Dies ist das Hingabegebet des großen Heiligen, der in unerschütterlicher Treue sowohl den Seelen als auch den unvorstellbaren leiblichen Leiden afrikanischer Sklaven gedient hat.[1] Erfüllt von tiefer Frömmigkeit, konnte er seinen heroischen Dienst bis zum Ende seines fruchtbaren Lebens ausführen.

Durch dieses Gebet können wir ein wenig verstehen, wie sehr sein Herz auf unseren Vater ausgerichtet war. Wenn unser Herz Gott gehört, dann verlangen wir nichts anderes mehr, als den Willen Gottes zu tun – und ihn ganz zu tun. Unser Vater hat das Herz des Heiligen Petrus Claver an sich gezogen und ihn ganz mit sich erfüllt, so wie er es erbeten hat. Er gab Gott sozusagen freie und liebende Verfügung über sein Leben, denn Er war sein Friede und sein Heil. Ihn hat er gesucht und sich von Ihm ergreifen lassen.

In solchen Gebeten heiliger Sehnsucht geschieht sehr viel zwischen dem Betenden und unserem Vater, der ihn zu dieser Hingabe gerufen hat. Ströme der Gnade fließen in die Seele ein und gestalten sie um. Sie löst sich in der Folge immer mehr von allem, was der Hingabe im Weg steht, sodaß sie zu einer »glühenden Seele« wird. Der Heilige hat unter dem Antrieb des Geistes herrliche Werke vollbracht und wurde zu einem Trost für die armen versklavten Afrikaner.

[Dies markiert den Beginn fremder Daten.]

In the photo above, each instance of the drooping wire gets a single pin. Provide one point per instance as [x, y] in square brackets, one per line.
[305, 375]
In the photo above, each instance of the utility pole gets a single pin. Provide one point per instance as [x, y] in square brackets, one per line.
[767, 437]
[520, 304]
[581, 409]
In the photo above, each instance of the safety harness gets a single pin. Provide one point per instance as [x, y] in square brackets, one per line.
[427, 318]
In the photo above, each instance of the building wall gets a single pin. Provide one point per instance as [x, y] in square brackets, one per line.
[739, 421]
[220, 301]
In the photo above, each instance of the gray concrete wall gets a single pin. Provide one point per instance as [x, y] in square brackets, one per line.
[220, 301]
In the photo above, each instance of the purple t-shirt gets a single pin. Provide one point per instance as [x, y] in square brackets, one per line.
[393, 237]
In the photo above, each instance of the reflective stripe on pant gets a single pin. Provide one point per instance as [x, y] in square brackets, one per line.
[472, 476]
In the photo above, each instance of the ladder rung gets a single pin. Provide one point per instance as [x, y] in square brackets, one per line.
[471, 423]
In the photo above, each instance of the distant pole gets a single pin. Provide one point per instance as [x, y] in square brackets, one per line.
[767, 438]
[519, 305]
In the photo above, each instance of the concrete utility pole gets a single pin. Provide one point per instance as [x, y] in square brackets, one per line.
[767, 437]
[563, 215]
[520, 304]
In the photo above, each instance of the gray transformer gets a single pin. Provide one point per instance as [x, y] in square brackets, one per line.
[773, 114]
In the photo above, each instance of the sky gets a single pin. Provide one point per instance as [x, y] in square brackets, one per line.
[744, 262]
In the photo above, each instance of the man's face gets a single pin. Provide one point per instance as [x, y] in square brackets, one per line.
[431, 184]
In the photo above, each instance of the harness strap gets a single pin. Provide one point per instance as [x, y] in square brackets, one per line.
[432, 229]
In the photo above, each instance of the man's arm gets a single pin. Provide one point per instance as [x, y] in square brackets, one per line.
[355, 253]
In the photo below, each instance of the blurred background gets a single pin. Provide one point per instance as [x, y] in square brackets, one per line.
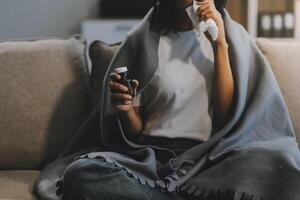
[110, 20]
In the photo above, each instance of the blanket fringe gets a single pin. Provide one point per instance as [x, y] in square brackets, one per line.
[193, 191]
[205, 193]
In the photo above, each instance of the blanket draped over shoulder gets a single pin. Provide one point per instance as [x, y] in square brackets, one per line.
[254, 156]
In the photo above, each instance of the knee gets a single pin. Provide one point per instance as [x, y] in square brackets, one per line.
[74, 173]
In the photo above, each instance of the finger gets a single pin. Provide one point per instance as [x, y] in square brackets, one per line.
[118, 86]
[119, 103]
[115, 76]
[201, 3]
[206, 14]
[204, 7]
[121, 96]
[135, 83]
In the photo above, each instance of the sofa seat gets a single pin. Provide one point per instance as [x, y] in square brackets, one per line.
[17, 184]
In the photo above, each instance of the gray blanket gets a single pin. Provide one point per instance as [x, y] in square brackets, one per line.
[254, 156]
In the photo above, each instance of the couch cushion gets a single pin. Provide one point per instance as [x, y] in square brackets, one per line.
[44, 96]
[100, 55]
[283, 55]
[17, 184]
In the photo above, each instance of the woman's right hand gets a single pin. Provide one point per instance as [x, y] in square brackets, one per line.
[121, 100]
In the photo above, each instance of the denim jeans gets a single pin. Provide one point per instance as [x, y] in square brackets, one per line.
[95, 179]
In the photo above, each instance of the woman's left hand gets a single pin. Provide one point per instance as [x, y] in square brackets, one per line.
[207, 10]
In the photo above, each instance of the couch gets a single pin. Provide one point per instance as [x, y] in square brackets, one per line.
[47, 91]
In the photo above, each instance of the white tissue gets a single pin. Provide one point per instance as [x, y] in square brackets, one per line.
[202, 26]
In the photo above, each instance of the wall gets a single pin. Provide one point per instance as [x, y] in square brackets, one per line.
[43, 18]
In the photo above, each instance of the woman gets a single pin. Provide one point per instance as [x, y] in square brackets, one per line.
[189, 80]
[204, 66]
[192, 131]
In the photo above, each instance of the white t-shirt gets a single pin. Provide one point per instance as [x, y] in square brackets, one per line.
[178, 100]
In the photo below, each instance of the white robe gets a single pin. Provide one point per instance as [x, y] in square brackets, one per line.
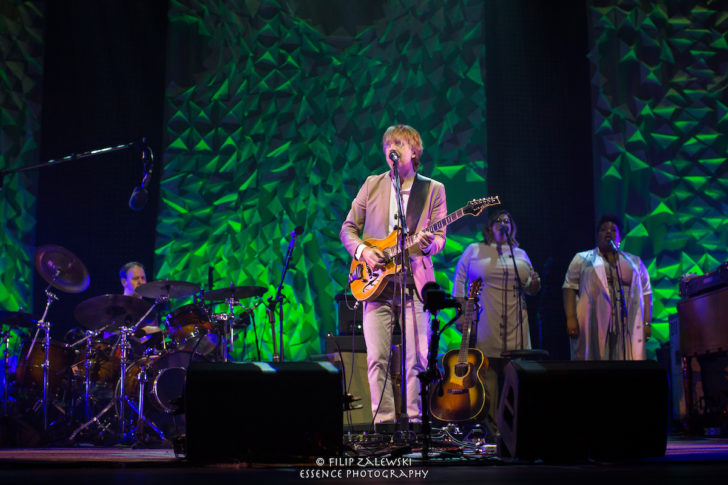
[498, 328]
[587, 275]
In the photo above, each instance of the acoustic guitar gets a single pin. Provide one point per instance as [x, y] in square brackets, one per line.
[460, 395]
[367, 283]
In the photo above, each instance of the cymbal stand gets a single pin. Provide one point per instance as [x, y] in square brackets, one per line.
[251, 313]
[121, 399]
[142, 376]
[46, 327]
[141, 419]
[6, 361]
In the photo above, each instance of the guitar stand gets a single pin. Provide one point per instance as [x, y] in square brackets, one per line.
[430, 375]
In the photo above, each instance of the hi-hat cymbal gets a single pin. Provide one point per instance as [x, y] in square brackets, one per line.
[61, 269]
[17, 319]
[234, 292]
[103, 310]
[167, 288]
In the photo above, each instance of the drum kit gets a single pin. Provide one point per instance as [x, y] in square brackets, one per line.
[122, 372]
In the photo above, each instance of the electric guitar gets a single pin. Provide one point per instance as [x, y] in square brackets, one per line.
[367, 283]
[460, 395]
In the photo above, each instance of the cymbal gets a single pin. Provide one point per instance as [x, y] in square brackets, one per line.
[234, 292]
[170, 289]
[17, 319]
[61, 269]
[103, 310]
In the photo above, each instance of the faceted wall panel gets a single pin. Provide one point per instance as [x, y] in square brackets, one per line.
[275, 114]
[660, 116]
[21, 69]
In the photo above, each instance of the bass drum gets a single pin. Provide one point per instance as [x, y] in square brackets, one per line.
[166, 374]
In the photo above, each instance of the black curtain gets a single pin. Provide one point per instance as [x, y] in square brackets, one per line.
[103, 86]
[539, 141]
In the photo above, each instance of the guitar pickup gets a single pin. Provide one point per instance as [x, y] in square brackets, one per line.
[357, 274]
[458, 391]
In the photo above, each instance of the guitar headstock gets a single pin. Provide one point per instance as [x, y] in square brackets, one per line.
[474, 289]
[476, 206]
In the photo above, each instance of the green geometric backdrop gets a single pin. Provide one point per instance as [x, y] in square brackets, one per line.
[660, 98]
[21, 71]
[273, 122]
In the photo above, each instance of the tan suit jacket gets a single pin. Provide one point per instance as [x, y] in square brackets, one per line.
[369, 219]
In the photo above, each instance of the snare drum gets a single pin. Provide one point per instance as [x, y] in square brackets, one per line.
[30, 368]
[191, 329]
[103, 367]
[165, 373]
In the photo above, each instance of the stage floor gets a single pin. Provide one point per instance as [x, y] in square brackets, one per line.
[686, 461]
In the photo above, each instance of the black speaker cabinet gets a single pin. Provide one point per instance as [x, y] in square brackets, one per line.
[573, 411]
[263, 412]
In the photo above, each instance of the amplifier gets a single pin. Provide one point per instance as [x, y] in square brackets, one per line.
[697, 285]
[350, 315]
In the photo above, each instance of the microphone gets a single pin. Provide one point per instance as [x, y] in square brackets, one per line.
[140, 195]
[297, 231]
[138, 198]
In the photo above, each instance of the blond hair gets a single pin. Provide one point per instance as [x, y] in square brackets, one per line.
[408, 134]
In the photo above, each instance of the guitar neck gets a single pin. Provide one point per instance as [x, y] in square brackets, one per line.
[444, 222]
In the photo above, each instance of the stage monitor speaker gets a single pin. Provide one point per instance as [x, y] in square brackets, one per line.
[573, 411]
[263, 412]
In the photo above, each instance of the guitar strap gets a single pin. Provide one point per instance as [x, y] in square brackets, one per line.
[418, 196]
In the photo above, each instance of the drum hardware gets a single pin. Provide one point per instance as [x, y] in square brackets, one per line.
[88, 339]
[113, 305]
[190, 328]
[138, 431]
[63, 270]
[232, 296]
[279, 298]
[6, 363]
[167, 289]
[45, 326]
[13, 320]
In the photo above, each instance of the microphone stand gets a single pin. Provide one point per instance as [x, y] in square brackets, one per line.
[430, 375]
[279, 300]
[68, 158]
[403, 420]
[520, 290]
[623, 330]
[520, 353]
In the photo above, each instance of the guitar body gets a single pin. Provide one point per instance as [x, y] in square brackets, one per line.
[367, 284]
[460, 395]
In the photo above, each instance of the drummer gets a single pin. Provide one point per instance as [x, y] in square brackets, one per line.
[132, 275]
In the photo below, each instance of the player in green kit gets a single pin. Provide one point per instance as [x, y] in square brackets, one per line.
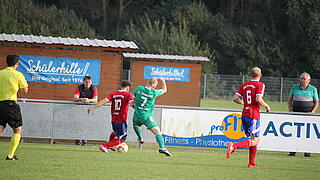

Doch auch wir, die wir den Herrn lieben, aber nicht oder noch nicht so glühend beten können wie der Heilige Petrus Claver, können doch unseren Vater bitten, daß wir zu einer glühenden Liebe erwachen und fähig werden, Ihm mit ganzem Herzen zu dienen.

[1] Mehr über diesen Heiligen kann man am 9. September in meinem Kanal der Schriftauslegungen erfahren.